Le président guinéen prétend avoir une éthique, promouvoir les doits de l’homme et la démocratie. Qu’il nous le prouve en organisant des procès pour juger les personnes supposées responsables de violences dans son pays. De notre côté, nous faisons notre part en appliquant des sanctions sur notre territoire », rétorque l’élue européenne Salima Yenbou, en allusion également aux centaines d’arrestations arbitraires consécutives à la présidentielle du 18 octobre dernier.
Situation toujours préoccupante pour les prisonniers politiques
Plus de 400 opposants sont depuis six mois, et parfois plus, sous les verrous, en attente d’un procès. Parmi eux, des responsables de l’UFDG ou du Front national de défense de la Constitution (FNDC), mouvement citoyen qui s’est opposé durant un an et demi à un 3e mandat d’Alpha Condé. Quatre d’entre eux sont déjà morts à la maison d’arrêt de Coronthie.
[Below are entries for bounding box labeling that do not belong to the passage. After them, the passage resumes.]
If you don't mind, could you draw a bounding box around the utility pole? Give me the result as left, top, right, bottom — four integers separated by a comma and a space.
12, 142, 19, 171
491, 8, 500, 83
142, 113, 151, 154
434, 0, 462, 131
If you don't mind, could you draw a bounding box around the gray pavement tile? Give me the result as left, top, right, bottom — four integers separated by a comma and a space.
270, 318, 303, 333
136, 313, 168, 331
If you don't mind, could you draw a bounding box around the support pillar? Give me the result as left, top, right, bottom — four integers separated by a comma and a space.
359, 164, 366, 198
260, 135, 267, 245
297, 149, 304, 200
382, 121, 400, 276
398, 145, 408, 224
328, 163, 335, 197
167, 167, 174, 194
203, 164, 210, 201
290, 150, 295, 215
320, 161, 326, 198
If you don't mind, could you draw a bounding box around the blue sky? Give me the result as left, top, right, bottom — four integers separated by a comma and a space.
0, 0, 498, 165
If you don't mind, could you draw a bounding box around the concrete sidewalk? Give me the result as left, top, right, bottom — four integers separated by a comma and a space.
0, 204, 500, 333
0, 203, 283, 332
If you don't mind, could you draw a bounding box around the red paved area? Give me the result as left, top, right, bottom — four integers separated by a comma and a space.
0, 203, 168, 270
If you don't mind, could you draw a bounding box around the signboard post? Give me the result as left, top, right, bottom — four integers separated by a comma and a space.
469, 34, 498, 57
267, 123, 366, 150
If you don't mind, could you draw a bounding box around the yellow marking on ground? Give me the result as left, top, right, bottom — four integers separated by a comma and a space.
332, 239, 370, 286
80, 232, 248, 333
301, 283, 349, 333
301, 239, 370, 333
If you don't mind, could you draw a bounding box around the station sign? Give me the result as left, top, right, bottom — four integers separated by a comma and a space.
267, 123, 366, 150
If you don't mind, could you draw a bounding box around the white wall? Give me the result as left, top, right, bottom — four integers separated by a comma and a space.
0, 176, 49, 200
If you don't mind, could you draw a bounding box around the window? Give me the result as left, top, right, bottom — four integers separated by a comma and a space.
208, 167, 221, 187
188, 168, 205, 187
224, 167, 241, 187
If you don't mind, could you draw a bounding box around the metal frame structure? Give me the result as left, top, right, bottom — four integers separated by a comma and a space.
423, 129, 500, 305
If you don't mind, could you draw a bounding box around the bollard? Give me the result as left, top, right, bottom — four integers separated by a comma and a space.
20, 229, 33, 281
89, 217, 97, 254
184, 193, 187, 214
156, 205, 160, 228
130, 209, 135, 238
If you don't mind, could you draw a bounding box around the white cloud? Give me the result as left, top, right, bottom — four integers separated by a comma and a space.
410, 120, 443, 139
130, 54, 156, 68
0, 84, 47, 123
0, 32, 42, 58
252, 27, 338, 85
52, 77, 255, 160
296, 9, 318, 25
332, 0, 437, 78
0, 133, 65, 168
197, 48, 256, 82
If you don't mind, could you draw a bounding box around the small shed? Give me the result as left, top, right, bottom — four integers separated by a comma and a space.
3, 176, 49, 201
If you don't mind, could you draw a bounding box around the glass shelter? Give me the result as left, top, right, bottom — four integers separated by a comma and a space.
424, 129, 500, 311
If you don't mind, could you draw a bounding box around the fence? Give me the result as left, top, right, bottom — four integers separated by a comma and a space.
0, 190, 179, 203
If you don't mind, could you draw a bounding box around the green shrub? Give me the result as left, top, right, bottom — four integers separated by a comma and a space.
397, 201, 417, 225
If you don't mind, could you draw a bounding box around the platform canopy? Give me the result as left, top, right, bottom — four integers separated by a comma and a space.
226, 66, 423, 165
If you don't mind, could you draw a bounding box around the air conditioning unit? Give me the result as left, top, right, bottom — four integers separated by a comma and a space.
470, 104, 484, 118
La plupart de ces individus sont accusés d’« atteinte à la sûreté de l’État ». « Certains de nos cadres sont même accusés de stockage ou de vente d’armes, mais l’accusation n’a jamais montré de preuves. Aucun de nous n’était dans le registre de la rébellion, j’ai simplement voulu faire perdre Alpha Condé dans les urnes », déplore Cellou Dalein Diallo, adversaire, pour la troisième fois, d’Alpha Condé à la présidentielle d’octobre 2020.
Le 7 mai, par voie de communiqué de presse, le gouvernement a annoncé, à propos des opposants arrêtés, que « 31 inculpés sur 80 ont bénéficié d’un non-lieu et ont été remis en liberté, tandis que 49 sont renvoyés devant le tribunal en vue d’un jugement », sans pour autant donner de date. Ce renvoi devant le tribunal inclut les cadres de l’Union des forces démocratiques de Guinée (UFDG) comme le vice-président Ibrahima Chérif Bah, le coordinateur de la cellule communication Ousmane Gaoual Diallo, le coordinateur des fédérations Mamadou Cellou Baldé, l’ex-directeur de campagne du parti à Kindia Abdoulaye Bah, mais aussi Étienne Soropogui, président du mouvement Nos valeurs communes.
Tous les cinq sont défendus par un pool d’avocats guinéens rejoints par le binôme de conseils français Patrick Klugman et Ivan Terel, lesquels n’ont toutefois pas pu obtenir de visa pour Conakry. « La santé des prévenus continue d’être préoccupante, notamment en ce qui concerne Cherif Bah et Ousmane Gaoual Diallo, renseigne Me Terel. Jusqu’à présent, tout est fait pour tenir la procédure au secret, maintenir le flou sur la date de l’audience, et amoindrir l’état de santé et les conditions dans lesquelles nos cinq clients vont se présenter devant la justice à l’issue de leur détention. » Le pool d’avocats de la défense de ces prévenus a saisi la cour de justice de la Cedeao le 5 mars dernier avec une requête de procédure accélérée pour demander leur libération.
En attendant, ce collectif indique « garder l’espoir que la juridiction de jugement ne pourra fonder sa décision que sur des éléments de preuve qui seront apportés au cours des débats et contradictoirement discutés devant elle ».